Coder Social home page Coder Social logo

parasj / contracode Goto Github PK

View Code? Open in Web Editor NEW
165.0 8.0 27.0 10.38 MB

Contrastive Code Representation Learning: functionality-based JavaScript embeddings through self-supervised learning

Home Page: https://parasj.github.io/contracode/

License: Apache License 2.0

Python 13.89% JavaScript 1.34% Makefile 0.01% Jupyter Notebook 82.54% Shell 2.22%
deep-learning contrastive-learning momentum-contrast compiler programming-language machine-learning pytorch

contracode's Introduction

Contrastive Code Representation Learning

By Paras Jain, Ajay Jain, Tianjun Zhang, Pieter Abbeel, Joseph E. Gonzalez and Ion Stoica (website)

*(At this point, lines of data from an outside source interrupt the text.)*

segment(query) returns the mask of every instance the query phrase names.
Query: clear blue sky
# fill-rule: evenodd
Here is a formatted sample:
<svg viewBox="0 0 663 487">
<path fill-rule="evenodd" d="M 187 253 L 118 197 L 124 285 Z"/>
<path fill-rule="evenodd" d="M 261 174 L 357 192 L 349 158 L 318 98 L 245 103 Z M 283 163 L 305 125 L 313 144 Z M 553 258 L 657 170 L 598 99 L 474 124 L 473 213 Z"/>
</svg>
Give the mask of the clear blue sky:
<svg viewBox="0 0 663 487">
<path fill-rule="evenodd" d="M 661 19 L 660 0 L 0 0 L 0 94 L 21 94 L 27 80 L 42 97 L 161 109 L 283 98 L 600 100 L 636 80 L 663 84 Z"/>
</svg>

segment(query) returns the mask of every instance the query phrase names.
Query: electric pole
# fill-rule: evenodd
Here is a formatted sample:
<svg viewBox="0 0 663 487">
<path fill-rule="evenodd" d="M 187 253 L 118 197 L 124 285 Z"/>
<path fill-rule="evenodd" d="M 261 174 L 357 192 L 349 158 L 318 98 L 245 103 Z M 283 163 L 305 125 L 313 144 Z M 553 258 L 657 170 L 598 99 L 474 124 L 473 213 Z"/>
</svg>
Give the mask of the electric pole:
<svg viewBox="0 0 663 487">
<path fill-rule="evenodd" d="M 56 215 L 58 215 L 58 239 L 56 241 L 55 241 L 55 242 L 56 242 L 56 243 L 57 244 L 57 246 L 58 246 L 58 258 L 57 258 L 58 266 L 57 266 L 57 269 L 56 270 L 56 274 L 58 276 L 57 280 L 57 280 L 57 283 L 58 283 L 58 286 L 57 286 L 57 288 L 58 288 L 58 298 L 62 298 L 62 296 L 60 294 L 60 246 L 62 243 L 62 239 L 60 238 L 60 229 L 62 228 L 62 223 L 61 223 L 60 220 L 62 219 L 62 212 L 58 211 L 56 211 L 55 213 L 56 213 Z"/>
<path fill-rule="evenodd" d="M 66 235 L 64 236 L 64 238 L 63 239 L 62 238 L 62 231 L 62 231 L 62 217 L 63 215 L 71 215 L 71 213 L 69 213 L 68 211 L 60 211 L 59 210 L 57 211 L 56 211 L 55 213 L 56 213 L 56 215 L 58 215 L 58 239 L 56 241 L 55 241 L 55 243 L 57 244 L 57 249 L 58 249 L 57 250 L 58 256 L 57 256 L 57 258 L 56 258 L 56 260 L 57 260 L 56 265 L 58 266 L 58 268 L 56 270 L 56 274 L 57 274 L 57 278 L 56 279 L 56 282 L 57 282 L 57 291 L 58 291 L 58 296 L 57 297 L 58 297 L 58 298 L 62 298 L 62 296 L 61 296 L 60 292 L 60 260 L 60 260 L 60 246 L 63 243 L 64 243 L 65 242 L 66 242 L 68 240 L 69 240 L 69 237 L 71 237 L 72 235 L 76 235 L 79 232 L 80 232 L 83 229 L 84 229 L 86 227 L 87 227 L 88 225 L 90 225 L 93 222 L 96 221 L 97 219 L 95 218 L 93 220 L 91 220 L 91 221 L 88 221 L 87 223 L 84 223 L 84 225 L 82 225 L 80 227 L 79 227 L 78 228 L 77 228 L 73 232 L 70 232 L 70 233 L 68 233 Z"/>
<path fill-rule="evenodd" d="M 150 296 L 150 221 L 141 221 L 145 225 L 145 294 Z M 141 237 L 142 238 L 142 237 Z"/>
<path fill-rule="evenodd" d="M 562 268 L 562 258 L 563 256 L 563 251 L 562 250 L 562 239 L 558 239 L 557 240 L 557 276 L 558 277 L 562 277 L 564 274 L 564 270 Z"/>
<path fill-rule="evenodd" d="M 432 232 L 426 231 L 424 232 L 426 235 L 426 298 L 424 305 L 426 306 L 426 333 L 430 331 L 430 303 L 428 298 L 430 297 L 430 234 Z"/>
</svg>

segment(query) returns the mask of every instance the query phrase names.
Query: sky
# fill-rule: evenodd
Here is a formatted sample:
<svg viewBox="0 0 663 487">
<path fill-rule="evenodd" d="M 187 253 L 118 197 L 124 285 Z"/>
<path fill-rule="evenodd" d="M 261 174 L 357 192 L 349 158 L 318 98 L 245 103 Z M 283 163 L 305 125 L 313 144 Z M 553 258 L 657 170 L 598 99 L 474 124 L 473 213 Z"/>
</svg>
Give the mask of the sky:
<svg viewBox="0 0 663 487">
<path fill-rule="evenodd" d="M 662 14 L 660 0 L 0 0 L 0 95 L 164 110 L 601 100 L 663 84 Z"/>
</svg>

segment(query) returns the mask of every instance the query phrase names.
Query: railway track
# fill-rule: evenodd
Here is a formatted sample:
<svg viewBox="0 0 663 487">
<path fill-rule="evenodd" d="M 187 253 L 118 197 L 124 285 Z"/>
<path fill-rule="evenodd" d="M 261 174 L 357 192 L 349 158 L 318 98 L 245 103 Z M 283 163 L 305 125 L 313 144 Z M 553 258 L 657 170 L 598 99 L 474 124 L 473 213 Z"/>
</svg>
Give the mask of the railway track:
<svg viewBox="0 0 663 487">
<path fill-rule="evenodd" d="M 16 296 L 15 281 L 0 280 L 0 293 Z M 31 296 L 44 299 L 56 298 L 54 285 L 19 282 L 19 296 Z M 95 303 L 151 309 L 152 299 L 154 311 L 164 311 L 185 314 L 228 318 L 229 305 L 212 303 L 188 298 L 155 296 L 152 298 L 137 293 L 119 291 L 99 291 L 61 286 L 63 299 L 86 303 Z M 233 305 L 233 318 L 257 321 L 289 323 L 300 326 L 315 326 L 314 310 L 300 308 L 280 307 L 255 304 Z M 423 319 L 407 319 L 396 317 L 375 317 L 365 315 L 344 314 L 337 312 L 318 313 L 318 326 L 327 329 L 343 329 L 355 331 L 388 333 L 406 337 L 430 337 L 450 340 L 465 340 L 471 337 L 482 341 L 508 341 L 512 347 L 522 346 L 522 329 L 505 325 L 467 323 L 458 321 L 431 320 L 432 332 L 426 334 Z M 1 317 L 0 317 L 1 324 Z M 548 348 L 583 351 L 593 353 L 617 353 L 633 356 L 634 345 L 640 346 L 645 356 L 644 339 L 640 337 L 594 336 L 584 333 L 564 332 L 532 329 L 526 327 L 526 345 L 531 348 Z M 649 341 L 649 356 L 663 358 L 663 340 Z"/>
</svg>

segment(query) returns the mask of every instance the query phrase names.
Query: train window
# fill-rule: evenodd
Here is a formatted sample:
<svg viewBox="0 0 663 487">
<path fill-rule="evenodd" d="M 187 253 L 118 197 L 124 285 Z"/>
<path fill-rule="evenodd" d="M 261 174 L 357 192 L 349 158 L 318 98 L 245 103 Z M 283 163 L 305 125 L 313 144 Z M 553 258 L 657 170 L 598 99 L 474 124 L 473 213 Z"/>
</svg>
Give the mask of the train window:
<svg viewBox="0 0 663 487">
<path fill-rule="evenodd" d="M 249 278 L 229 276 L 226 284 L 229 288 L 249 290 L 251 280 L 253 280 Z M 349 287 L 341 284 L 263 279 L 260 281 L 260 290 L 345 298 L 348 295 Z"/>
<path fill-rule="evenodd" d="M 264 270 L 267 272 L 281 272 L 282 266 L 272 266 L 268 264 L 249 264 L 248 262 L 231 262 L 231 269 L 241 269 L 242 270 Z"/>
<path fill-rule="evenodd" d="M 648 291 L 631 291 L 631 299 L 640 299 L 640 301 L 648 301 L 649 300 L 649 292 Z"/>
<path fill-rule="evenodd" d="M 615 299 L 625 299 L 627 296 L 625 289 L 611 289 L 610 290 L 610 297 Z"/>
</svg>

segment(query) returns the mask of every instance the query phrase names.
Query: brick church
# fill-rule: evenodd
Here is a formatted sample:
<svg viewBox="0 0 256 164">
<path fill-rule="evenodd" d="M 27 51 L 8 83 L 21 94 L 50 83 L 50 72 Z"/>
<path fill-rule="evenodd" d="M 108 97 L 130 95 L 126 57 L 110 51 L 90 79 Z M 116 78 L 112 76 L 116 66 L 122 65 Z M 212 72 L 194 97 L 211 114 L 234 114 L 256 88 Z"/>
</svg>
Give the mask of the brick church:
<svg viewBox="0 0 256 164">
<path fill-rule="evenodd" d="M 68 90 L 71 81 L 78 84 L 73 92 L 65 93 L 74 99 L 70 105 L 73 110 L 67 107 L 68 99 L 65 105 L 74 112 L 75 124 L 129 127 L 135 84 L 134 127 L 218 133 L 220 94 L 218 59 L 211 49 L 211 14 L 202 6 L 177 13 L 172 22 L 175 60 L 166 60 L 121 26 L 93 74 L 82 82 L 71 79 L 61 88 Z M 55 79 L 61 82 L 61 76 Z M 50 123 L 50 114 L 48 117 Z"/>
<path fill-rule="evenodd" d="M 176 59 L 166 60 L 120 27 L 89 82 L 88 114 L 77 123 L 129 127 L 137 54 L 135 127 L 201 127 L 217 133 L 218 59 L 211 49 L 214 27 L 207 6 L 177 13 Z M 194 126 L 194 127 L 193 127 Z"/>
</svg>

Learning functionality-based representations of programs

Machine-aided programming tools such as type predictors and code summarizers are increasingly learning-based. However, most code representation learning approaches rely on supervised learning with task-specific annotated datasets. We propose Contrastive Code Representation Learning (ContraCode), a self-supervised algorithm for learning task-agnostic semantic representations of programs via contrastive learning.

Our approach uses no human-provided labels, relying only on the raw text of programs. In particular, we design an unsupervised pretext task by generating textually divergent copies of source functions via automated source-to-source compiler transforms that preserve semantics. We train a neural model to identify variants of an anchor program within a large batch of negatives. To solve this task, the network must extract program features representing the functionality, not form, of the program. This is the first application of instance discrimination to code representation learning to our knowledge. We pre-train ContraCode over 1.8m unannotated JavaScript methods mined from GitHub. ContraCode pre-training improves code summarization accuracy by 7.9% over supervised approaches and 4.8% over BERT pre-training. Moreover, our approach is agnostic to model architecture; for a type prediction task, contrastive pre-training consistently improves the accuracy of existing baselines.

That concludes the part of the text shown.